Event
OSI Lab Conference Week (AISTATS & ICML 2022)
Short summary
This seminar covers some recent progress in optimization theory and deep learning theory. Specifically, for the optimization theory, I cover continuous-time analysis of accelerated optimization algorithms, and for the deep learning theory, I cover the so-called “edge of stability”.
Abstract
THe talk is divided into two parts. The first part, An Introduction to Continuous-Time Analysis of Accelerated Optimization Algorithms and Its Recent Progress, deals with analyzing accelerated optimization algorithms such as Nesterov momentum method or Polyak heavy-ball method from (second-order) ODE perspective.
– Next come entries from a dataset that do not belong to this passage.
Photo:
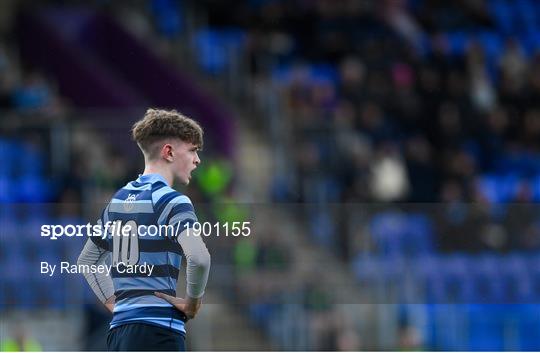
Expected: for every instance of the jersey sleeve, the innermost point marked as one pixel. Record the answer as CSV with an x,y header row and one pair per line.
x,y
100,283
101,241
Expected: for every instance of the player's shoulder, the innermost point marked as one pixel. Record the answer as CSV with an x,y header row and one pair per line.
x,y
166,195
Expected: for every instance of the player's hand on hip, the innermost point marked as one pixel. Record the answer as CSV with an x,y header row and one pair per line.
x,y
189,306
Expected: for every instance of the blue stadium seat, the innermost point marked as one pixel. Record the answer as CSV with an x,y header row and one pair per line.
x,y
169,17
399,234
214,48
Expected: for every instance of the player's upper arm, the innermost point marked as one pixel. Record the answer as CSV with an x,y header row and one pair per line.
x,y
197,263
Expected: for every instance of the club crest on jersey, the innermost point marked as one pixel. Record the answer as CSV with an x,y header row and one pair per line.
x,y
129,202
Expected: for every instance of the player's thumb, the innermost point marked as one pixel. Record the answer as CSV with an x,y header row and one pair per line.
x,y
164,296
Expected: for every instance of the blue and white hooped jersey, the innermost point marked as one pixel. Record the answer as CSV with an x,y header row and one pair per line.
x,y
142,206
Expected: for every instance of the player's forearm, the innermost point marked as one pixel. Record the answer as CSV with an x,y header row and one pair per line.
x,y
197,270
100,283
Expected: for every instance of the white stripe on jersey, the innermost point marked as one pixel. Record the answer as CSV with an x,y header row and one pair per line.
x,y
174,202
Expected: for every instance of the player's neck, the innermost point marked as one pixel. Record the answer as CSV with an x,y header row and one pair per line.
x,y
152,169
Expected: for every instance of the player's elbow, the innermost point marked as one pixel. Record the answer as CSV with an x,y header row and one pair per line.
x,y
82,260
201,259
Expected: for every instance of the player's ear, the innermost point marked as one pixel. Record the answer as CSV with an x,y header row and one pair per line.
x,y
166,152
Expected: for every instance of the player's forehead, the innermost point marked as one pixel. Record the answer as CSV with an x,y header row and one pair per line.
x,y
186,145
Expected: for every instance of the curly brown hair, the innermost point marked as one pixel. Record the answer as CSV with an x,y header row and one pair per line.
x,y
159,124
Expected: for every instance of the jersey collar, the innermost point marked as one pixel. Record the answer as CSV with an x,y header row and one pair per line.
x,y
151,178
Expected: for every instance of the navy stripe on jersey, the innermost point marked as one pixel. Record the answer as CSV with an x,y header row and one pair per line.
x,y
168,317
158,271
131,293
153,311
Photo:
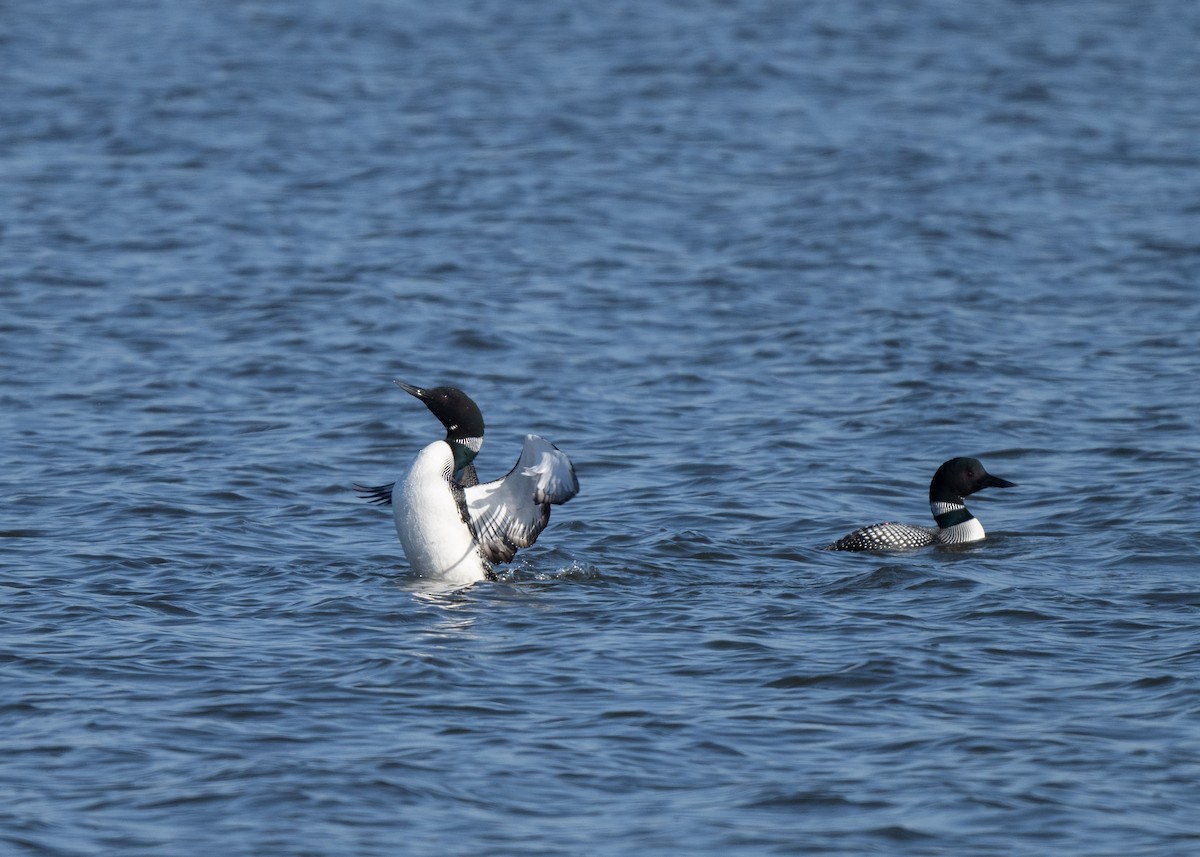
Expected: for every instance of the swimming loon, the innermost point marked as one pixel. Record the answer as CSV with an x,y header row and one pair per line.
x,y
954,480
451,526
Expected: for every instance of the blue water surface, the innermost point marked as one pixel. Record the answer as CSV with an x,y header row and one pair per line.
x,y
757,268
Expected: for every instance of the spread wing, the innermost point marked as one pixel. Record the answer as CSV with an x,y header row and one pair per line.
x,y
510,513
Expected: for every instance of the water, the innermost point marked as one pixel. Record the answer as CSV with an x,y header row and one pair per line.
x,y
757,268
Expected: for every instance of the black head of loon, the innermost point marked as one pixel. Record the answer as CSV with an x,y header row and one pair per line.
x,y
459,414
959,478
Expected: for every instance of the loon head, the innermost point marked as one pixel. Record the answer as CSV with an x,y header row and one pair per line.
x,y
958,478
459,414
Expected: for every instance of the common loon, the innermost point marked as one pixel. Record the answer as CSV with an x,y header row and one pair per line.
x,y
955,479
455,528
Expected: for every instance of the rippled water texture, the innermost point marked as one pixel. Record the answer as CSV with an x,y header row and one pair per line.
x,y
757,268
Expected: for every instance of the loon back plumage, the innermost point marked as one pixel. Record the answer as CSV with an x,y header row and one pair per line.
x,y
449,523
954,479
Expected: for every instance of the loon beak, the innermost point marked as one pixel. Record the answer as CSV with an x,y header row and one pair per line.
x,y
990,481
409,389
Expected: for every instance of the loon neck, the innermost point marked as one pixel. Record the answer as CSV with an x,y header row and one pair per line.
x,y
949,513
465,449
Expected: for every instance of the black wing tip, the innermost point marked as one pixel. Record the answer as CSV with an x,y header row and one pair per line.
x,y
379,495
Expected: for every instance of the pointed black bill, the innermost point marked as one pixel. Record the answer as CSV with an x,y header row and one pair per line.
x,y
409,389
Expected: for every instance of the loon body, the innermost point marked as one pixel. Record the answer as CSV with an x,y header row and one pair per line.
x,y
955,479
455,528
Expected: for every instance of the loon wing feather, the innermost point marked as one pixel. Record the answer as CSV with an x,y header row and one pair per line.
x,y
510,513
886,537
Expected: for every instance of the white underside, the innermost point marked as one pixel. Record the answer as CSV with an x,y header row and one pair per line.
x,y
437,541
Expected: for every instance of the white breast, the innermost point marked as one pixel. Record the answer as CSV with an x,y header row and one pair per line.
x,y
436,540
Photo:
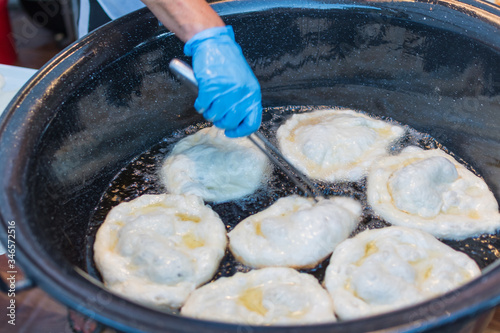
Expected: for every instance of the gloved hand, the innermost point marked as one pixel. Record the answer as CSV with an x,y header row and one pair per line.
x,y
228,91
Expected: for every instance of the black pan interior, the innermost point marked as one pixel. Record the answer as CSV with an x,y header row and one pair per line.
x,y
111,98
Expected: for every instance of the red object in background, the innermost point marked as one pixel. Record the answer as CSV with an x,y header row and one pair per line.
x,y
7,52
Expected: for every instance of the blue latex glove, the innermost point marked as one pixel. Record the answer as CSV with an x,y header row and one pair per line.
x,y
228,91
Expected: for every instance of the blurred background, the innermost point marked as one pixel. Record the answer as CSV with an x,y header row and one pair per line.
x,y
33,31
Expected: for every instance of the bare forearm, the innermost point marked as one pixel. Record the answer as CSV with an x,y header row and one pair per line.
x,y
185,17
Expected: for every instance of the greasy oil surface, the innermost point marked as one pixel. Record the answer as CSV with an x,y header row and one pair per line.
x,y
140,177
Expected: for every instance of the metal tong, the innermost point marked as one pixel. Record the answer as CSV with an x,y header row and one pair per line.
x,y
185,74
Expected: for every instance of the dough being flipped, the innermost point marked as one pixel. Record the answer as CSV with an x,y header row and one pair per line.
x,y
381,270
431,191
157,249
215,167
294,232
336,144
268,296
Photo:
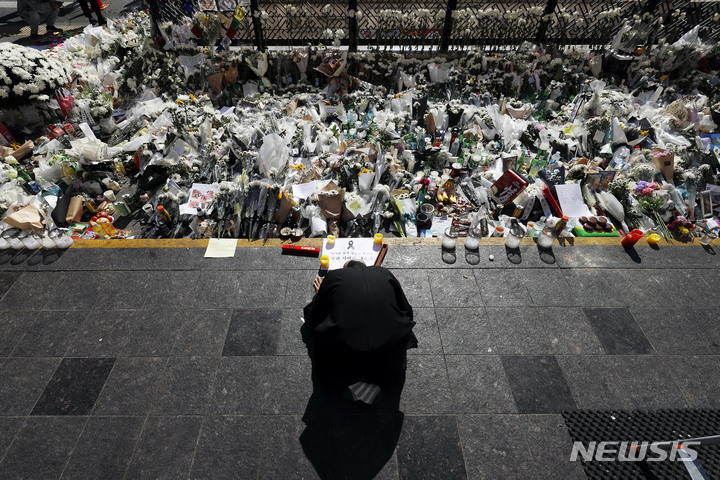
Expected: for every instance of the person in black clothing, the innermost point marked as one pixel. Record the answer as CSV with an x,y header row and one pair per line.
x,y
88,6
360,324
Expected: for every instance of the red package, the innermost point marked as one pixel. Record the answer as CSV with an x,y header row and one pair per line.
x,y
508,186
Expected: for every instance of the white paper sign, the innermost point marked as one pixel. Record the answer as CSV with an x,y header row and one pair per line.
x,y
346,249
571,201
221,248
303,190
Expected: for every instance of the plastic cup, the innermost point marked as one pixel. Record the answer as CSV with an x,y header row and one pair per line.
x,y
632,238
654,239
449,239
472,242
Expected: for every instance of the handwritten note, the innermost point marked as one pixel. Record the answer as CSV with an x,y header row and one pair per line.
x,y
346,249
571,201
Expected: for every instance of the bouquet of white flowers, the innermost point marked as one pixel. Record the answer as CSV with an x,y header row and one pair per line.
x,y
28,74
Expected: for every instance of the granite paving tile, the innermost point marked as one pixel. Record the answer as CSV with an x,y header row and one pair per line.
x,y
76,291
465,330
414,257
260,289
291,387
640,288
150,259
299,290
550,448
593,288
502,288
416,286
518,331
548,287
185,386
686,287
218,289
9,426
6,281
283,456
429,448
291,342
13,325
153,333
201,333
569,331
104,448
165,448
695,375
353,446
242,385
537,384
253,332
123,290
495,446
74,387
594,383
454,288
42,447
648,383
426,331
479,384
618,332
29,291
230,447
427,389
130,387
671,331
49,335
22,380
705,321
170,289
103,334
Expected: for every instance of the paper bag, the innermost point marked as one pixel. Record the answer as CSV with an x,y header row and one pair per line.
x,y
665,161
215,81
230,76
75,210
28,217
The first paper from SNU Math proposes a novel change of coordinate that provides a unified framework for deriving the convergence rates of the optimization ODEs via conservation of “energy”. The second paper provides a novel insight into the stability of the optimization ODEs from control-theoretic perspective, specifically by leveraging the contraction theory. The last two papers deal with some progress on (accelerated) optimization methods on Riemannian manifolds.
The second part, Recent Progress on Edge of Stability, deals with understanding the recently-found phenemonen called “Edge of Stability”, first proposed in (Cohen et al., ICLR'21). The first paper gives the first insights into why such phenomenon occurs, and what are its main features. The second paper tackles this in a more principled and theoretical manner.
Papers
Papers discussed in the seminar.
Part 1:
- Jaewook J. Suh, Gyumin Roh, and Ernest K. Ryu. Continuous-Time Analysis of Accelerated Gradient Methods via Conservation Laws in Dilated Coordinate Systems. In ICML 2022.
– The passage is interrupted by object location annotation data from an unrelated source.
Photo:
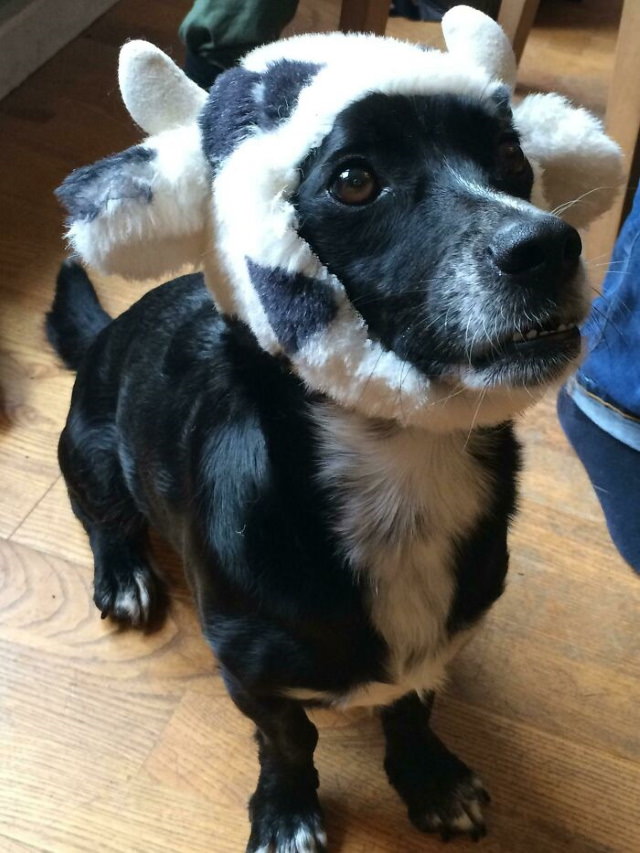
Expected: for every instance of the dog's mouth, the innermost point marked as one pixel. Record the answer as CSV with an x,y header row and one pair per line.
x,y
527,356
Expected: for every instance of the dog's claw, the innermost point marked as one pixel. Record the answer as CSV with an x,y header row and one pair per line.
x,y
135,599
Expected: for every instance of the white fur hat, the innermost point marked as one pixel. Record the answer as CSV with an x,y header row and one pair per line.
x,y
212,188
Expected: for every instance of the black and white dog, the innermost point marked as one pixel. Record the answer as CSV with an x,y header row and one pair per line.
x,y
336,557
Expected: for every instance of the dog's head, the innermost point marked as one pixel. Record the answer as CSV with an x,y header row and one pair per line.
x,y
379,215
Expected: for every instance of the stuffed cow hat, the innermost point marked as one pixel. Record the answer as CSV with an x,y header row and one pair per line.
x,y
211,188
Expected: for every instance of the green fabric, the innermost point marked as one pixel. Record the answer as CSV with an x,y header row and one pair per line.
x,y
222,31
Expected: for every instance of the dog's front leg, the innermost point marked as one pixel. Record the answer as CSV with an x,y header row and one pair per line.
x,y
284,810
441,793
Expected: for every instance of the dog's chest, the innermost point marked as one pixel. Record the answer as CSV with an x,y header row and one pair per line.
x,y
402,500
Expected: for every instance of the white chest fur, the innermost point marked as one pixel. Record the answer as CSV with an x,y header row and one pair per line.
x,y
403,498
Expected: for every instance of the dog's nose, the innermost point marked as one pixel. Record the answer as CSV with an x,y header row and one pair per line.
x,y
546,245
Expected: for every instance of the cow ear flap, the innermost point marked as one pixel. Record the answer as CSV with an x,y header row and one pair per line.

- Pedro Cisneros-Velarde and Francesco Bullo. A Contraction Theory Approach to Optimization Algorithms from Acceleration Flows. In AISTATS 2022.
- Jungbin Kim and Insoon Yang. Accelerated Gradient Methods for Geodesically Convex Optimization. In ICML 2022.
- Pierre Ablin and Gabriel Peyre. Fast and accurate optimization on the orthogonal manifold without retraction. In AISTATS 2022.
Part 2:
- Kwangjun Ahn, Jingzhao Zhang, and Suvrit Sra. Understanding the Unstable Convergence of Gradient Descent. In ICML 2022.
- Sanjeev Arora, Zhiyuan Li, and Abhishek Panigrahi. Understanding Gradient Descent on the Edge of Stability in Deep Learning. In ICML 2022.